The U.S. Department of Commerce, Office of Travel and Tourism Industries recently published its annual Year in Review report for 2009. Simply put, the global economic slowdown created the most difficult environment for the tourism industry since the tragic attacks of September 11, 2001.
The United States welcomed 54.9 million international visitors in 2009, a decrease of 5 percent when compared to 2008.
Total international visitor spending in the United States ($121 billion) dropped precipitously in 2009, resulting in a record-setting yearly decline of nearly $21 billion (-15%).
Much of this decline was centralized in one market: the U.K. Visitor spending declines from this one market alone ($4.6 billion) surpassed the combined declines from Africa and the entire Asia and Pacific region.

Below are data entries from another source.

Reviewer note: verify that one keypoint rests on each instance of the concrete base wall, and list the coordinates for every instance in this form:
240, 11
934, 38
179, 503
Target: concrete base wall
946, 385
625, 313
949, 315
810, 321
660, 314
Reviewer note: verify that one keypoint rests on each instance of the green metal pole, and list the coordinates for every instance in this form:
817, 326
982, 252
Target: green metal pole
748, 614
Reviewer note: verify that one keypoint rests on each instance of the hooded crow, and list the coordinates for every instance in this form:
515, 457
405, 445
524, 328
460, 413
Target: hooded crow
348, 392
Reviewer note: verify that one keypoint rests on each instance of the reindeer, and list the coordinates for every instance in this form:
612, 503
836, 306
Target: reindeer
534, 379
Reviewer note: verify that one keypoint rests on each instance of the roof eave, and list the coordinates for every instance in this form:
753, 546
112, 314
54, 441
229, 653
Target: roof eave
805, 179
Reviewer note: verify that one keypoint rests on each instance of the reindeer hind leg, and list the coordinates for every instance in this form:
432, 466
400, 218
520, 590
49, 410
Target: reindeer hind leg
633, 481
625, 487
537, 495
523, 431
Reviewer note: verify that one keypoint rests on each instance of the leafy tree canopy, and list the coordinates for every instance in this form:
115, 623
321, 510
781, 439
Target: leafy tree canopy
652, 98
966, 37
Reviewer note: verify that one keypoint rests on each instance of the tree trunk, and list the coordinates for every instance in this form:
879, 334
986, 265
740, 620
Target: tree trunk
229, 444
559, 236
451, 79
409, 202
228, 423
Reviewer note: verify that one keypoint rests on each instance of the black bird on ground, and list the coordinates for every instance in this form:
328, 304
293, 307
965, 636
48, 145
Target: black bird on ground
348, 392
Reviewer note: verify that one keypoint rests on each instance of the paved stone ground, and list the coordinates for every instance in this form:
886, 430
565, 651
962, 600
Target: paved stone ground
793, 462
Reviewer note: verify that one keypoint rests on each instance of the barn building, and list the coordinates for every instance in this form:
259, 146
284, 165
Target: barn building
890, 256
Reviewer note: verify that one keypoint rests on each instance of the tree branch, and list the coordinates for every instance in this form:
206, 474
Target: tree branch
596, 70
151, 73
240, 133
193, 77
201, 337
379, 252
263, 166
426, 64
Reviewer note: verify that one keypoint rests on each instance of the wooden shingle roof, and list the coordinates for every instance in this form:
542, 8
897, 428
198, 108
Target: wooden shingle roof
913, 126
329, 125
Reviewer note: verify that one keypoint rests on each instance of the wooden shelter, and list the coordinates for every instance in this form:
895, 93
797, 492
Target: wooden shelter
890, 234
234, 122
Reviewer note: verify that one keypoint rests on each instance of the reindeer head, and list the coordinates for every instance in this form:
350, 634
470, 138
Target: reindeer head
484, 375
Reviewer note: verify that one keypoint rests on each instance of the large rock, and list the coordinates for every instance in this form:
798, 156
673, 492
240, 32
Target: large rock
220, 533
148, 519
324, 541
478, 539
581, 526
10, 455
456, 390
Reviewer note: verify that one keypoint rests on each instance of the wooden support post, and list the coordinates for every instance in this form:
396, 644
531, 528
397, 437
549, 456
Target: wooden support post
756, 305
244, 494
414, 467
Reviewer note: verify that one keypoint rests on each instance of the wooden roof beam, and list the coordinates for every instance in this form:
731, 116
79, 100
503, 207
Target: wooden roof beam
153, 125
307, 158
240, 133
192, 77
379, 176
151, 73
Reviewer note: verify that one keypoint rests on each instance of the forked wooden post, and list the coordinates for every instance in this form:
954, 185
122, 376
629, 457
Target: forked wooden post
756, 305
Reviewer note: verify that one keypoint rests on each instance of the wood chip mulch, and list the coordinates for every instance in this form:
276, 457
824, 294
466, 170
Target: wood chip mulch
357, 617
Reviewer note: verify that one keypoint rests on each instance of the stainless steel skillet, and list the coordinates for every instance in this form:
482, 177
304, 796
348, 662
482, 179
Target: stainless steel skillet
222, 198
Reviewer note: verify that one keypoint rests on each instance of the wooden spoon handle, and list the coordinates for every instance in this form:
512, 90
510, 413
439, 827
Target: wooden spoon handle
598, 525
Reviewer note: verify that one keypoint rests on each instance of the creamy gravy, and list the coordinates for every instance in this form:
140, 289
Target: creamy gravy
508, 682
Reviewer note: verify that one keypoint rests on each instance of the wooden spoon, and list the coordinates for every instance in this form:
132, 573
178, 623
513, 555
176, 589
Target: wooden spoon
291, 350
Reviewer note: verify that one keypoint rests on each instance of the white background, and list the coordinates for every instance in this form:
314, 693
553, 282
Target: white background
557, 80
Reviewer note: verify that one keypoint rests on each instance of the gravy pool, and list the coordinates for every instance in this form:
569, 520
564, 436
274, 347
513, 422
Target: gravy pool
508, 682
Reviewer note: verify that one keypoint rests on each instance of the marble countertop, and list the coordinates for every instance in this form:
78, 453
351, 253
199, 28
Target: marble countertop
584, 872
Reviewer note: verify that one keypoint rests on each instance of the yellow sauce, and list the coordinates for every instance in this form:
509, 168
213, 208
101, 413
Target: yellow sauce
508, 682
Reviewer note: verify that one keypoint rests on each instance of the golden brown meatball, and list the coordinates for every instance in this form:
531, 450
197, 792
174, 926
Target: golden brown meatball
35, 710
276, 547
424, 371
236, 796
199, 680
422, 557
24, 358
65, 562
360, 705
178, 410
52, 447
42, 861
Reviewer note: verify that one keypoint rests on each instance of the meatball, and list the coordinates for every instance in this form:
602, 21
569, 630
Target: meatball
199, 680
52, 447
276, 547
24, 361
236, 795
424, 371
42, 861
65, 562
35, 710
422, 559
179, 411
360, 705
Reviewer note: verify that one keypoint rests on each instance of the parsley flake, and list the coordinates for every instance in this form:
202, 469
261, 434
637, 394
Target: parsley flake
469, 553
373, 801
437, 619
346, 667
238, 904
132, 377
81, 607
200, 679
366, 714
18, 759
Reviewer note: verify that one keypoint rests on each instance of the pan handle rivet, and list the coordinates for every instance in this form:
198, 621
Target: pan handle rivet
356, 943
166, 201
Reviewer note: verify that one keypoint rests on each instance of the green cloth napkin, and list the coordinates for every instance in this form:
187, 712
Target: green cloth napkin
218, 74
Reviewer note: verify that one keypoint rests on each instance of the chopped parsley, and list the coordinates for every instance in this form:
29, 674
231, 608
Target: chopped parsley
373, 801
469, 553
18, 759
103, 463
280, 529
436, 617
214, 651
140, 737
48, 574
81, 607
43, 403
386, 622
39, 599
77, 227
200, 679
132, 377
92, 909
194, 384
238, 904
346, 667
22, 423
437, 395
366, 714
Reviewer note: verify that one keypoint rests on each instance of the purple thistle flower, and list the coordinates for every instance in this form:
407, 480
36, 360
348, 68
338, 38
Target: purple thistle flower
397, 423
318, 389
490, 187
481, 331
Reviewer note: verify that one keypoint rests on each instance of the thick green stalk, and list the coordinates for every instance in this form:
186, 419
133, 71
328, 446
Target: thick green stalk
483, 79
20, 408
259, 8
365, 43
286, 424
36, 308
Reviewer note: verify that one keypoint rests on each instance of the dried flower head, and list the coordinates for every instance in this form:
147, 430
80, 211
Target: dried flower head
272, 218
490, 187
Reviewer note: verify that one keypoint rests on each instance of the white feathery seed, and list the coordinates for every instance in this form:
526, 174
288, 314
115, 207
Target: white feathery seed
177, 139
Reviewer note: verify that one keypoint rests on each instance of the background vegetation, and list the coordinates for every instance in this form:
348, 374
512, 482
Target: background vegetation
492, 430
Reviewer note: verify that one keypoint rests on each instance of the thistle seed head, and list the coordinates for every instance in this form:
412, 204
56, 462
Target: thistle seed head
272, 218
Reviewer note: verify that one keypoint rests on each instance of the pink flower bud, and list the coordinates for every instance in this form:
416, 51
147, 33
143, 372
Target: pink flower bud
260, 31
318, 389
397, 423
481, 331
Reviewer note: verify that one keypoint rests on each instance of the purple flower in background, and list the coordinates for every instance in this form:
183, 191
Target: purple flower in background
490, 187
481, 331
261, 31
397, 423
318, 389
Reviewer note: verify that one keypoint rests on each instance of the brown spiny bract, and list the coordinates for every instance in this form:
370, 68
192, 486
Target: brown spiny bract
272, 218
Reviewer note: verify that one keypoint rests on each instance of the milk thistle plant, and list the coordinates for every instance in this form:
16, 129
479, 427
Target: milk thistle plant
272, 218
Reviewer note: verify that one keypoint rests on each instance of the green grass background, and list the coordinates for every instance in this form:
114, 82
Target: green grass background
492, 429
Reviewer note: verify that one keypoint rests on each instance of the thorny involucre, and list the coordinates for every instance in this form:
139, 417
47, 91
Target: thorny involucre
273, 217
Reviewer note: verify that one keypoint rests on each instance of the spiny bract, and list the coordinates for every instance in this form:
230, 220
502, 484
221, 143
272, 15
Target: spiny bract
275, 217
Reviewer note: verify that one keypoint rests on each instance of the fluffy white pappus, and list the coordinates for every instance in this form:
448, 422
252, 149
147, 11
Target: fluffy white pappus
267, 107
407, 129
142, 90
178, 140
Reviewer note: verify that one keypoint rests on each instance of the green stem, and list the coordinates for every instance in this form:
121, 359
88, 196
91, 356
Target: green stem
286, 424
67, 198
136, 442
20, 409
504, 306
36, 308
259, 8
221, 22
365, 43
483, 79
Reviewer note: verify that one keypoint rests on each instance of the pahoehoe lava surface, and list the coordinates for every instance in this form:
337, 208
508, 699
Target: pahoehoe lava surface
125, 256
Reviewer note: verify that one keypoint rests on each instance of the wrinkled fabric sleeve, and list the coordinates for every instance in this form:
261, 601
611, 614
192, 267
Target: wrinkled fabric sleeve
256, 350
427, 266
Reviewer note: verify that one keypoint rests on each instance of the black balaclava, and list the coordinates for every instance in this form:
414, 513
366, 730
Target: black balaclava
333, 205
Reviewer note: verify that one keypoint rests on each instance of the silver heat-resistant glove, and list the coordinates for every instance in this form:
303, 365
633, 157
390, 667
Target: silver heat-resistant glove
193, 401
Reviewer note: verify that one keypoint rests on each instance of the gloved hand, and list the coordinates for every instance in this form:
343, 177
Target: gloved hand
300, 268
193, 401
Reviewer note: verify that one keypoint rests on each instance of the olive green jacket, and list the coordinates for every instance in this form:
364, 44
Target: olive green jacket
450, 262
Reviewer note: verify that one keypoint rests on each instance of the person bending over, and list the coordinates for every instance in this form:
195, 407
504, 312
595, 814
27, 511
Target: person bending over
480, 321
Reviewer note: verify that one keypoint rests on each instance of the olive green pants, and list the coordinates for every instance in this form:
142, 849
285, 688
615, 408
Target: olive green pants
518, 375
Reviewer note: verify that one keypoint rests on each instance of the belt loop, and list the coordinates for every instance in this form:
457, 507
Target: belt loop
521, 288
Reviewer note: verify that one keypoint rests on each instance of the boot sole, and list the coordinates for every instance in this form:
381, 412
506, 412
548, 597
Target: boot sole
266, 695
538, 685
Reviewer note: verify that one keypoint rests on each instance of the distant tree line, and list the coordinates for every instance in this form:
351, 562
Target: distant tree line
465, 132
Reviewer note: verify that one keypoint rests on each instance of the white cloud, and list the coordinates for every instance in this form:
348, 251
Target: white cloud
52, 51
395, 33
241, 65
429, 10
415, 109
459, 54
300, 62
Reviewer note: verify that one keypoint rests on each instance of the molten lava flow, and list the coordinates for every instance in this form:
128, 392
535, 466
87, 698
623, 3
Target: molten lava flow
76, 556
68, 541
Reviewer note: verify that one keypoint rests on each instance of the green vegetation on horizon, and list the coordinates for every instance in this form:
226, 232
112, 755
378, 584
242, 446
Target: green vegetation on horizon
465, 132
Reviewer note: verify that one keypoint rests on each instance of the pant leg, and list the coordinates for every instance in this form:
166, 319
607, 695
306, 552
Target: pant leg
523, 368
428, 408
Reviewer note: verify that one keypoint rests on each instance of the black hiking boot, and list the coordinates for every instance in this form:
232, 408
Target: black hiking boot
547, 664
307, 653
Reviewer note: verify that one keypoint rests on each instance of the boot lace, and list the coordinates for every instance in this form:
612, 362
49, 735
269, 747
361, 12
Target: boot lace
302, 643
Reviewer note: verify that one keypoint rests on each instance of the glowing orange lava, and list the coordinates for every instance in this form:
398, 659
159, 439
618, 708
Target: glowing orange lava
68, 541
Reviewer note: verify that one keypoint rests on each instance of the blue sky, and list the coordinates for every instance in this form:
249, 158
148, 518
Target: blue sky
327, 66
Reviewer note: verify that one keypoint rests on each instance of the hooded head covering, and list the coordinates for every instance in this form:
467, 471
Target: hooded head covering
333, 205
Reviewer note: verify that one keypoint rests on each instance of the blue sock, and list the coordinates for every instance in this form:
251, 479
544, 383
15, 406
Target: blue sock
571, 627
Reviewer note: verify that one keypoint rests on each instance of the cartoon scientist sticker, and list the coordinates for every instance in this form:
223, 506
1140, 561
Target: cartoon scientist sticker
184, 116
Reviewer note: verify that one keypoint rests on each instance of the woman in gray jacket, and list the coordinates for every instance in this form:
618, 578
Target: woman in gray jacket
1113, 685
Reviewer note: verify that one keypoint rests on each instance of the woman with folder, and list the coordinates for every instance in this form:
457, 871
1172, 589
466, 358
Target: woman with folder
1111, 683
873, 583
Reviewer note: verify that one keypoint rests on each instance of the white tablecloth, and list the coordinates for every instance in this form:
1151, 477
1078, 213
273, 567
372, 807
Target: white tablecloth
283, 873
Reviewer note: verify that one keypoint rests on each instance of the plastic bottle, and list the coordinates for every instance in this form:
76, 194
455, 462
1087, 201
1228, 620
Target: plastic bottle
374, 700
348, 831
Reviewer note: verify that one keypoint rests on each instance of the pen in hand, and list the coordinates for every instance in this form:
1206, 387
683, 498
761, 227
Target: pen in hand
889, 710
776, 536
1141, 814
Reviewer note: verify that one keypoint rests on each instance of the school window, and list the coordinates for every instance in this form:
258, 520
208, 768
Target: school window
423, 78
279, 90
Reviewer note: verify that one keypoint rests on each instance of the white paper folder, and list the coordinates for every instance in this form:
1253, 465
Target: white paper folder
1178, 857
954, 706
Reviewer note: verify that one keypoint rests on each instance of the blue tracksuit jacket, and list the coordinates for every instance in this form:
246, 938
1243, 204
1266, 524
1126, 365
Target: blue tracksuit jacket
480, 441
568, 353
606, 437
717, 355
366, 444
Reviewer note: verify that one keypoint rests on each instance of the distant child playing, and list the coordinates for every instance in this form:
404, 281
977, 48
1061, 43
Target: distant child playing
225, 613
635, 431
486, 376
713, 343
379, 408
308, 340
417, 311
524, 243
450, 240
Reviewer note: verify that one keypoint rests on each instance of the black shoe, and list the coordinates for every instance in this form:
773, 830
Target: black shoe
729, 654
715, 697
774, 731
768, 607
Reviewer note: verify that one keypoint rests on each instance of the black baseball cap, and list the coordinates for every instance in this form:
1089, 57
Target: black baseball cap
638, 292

The impact was not limited to international travel. In fact, the total spending (domestic and international) by the U.S. travel and tourism industries were $100 billion less than in 2008, by far the single largest contraction the industry has experienced.
The industry also lost nearly 400,000 industry-related jobs in 2009, essentially eliminating all employment gains since 2004.
In summary: 3.1 million fewer visitors; $21 billion decline in total travel and tourism-related exports; $100 billion decline in industry output, and 400,000 fewer jobs.
Within the report there is a summary of the changes over the last decade for travel to and within the U.S. in terms of international arrivals, travel and tourism exports, employment, output and prices.